Celebrated "maternity concierge" Rosie Pope just came out with a fabulous new guide to pregnancy, Mommy IQ. But as any fan of the Bravo hit show Pregnant in Heels can tell you, Rosie's own path to pregnancy wasn't so rosy. We caught up with the busy mom of three—J.R., 4; Wellington, 1.5; and Vivienne, 6 months—to talk about her experience with infertility.
We're so glad you want to share your story! Let's start at the beginning... You had your first son in 2008, and then what happened?
Actually, before getting pregnant with my oldest son, I had a number of miscarriages. This was really hard, but at the time, I didn't know that something deeper was wrong. I eventually became pregnant and fortunately everything was fine and I was very lucky to have a successful birth.
When my husband [Daron Pope] and I started trying again for a second child, we couldn't get pregnant. I wasn't ovulating and I couldn't start ovulating, so we went to see an endocrinologist who ran all kinds of tests and told us all sorts of things I really wish I had known earlier. The first part was that the miscarriages weren't just something that happened. There was a problem with my uterus—it was a complete medical miracle that I had my son. So I had an operation on my uterus and I fixed that. And then I was diagnosed with secondary infertility and went through almost every type of treatment you can imagine. Nothing worked.
But then you tried IVF—in vitro fertilization?
So, we tried IVF and finally one of the rounds took, but it ended up in an ectopic pregnancy that required emergency surgery and the removal of a fallopian tube. Really, in a period of a few years we went from trying [for our first child] to me thinking that I am never going to get pregnant again. However, I still went in for another round of IVF. At first there was a scare that it might be another ectopic pregnancy, but I was really pregnant; by some miracle, it all worked.
Your saga didn't end there, though...
Well, during that pregnancy, I was on bed rest for a long time, but in the end, everything turned out wonderfully. I delivered on time and my son was born healthy. After that, you know with two, things were a little crazy and I wasn't really sure what we were going to do next. I felt very blessed by the two we had already, however I ended up becoming pregnant—on my own—with my third child, Vivienne. Really quickly. And now we have three.
When I think about my fertility, pretty much everything that could happen did happen!
What advice do you have for other women experiencing infertility?
First of all, no one should get to decide how long is too long for you to try [to have a baby]. In my opinion, that decision is up to you. Secondly, when you need help for your fertility, find a really good reproductive endocrinologist and go. I always tell women, the best case scenario is the endocrinologist tells you nothing is wrong and you go back to your doctor. The worst case scenario is that they do figure out something's wrong. But even when this is case, an endocrinologist can help you feel a little bit of control over a situation you may feel like you have no control over.
The third thing is to really have faith that somehow you're going to have your family even if that means not in the traditional way you might have thought. People have babies in many different ways and it isn't always easy to accept, but have faith that somehow you'll get them here.
How did you cope with your infertility in light of your career working almost exclusively with pregnant women? What tips for you have for women dealing with pregnant coworkers and friends?

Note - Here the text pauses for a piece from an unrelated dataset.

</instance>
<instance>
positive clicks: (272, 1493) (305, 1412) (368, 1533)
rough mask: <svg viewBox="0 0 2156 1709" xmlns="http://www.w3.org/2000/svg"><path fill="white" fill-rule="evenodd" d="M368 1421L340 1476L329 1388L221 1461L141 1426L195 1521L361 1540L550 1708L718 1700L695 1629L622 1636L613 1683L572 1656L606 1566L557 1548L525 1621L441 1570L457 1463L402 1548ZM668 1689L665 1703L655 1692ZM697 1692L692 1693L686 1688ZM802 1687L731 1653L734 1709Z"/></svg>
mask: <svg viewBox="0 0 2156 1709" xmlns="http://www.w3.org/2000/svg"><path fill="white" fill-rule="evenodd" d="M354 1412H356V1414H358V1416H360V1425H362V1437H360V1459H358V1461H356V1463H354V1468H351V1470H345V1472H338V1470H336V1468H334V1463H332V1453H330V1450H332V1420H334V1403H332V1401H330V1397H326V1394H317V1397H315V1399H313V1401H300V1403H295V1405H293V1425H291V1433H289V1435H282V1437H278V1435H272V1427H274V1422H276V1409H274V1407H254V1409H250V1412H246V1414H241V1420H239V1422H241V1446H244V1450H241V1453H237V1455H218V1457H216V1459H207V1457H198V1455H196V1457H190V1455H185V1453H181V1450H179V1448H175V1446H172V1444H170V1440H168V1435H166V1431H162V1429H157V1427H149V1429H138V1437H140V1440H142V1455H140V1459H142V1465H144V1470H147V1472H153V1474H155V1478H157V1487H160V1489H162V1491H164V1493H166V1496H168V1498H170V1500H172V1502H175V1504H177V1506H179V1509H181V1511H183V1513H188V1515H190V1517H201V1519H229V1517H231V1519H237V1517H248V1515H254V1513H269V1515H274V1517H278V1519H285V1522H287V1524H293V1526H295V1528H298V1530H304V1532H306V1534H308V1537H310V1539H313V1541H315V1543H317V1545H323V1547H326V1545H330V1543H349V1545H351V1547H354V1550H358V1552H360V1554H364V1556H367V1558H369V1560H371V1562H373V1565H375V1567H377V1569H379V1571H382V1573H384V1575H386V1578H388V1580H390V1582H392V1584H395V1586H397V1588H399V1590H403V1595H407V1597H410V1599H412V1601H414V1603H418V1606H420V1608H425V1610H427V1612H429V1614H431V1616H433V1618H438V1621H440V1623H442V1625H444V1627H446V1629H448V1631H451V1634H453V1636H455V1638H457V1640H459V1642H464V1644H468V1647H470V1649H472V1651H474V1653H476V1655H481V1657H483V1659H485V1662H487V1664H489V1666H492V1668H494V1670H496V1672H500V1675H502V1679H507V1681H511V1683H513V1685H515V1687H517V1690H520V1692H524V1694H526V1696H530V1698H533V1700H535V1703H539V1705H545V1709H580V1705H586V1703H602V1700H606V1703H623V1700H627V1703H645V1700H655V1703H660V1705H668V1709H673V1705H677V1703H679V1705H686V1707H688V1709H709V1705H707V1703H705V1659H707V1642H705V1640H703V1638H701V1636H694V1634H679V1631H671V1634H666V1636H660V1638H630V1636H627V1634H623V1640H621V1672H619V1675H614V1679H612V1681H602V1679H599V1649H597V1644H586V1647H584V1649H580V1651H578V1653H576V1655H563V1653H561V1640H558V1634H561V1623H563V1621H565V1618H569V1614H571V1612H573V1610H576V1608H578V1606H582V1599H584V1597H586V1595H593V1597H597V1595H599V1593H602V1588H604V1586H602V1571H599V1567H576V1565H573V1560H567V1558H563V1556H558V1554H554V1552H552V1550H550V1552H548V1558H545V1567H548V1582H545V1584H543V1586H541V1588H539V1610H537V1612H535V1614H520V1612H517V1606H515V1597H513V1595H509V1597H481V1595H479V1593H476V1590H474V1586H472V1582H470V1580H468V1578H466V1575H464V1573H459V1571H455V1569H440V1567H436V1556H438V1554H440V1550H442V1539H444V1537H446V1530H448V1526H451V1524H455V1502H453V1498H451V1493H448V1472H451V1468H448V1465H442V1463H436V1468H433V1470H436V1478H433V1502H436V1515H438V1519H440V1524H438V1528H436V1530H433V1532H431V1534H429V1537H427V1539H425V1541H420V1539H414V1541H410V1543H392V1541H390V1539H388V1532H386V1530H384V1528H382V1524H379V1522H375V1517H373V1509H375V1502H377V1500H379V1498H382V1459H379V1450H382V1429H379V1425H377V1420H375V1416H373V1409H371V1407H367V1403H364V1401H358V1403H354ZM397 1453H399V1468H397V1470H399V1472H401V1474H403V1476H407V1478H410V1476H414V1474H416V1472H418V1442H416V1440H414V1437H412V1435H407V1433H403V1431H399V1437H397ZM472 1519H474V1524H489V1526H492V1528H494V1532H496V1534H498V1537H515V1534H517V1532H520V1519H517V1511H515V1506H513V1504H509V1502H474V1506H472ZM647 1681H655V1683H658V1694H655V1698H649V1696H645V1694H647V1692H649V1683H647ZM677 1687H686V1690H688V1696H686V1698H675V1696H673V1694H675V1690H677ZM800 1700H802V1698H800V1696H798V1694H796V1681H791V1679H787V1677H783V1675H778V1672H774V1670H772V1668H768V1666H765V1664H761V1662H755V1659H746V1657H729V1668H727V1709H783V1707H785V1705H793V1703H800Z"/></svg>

For me, the career part was easier than I expected. I could separate myself a little; if anything, I think I threw myself into my career even more because I wanted to help pregnant women.
In terms of finding out coworkers or friends are pregnant, it can be really hard. You're happy for them, but still sad for yourself. Women tend to feel very guilty about that sort of sadness. I think it's okay to be happy for your friends and sad for yourself. Congratulate them and then you can go to your office or the bathroom and cry—and that's OK.
It's also okay if you don't go to baby showers—and you don't have to tell anyone why unless you really want to. You can say "I have a commitment and I can't make it". Giving yourself that time is important.
You've been quoted saying that "infertility is one of the last taboo topics." Why do you think this is?
I think it's partly because infertility is a very emotional and difficult topic. A lot of people who have been through infertility and made it to the other side, often don't like to revisit it or they want to pretend it somehow never happened. But there is also a lot of pressure in society to be 'perfect' and somehow being able to get pregnant easily has coincided with being perfect. Just because you can't get pregnant doesn't mean you're any less than perfect than anyone else. However, if you're a woman, it's hard not to feel less than perfect when it comes to this thing that you think you should do naturally. We need to reject all this.
One last question! We love Mommy IQ because it's full of great tips. What are your best ones for women trying to conceive?
Surrender to the fact that you cannot control this process and those babies are going to come when those babies want to come. If you monitor your whole month in terms of "this week the egg is leaving the ovary" and then "this week it's traveling down the fallopian tube," you're gonna go crazy. Just try to keep on keeping on as much as possible.
If you want to take some of the guesswork out of it, using things like ovulation sticks are a really great idea. Then just try to have fun during this period you're most fertile.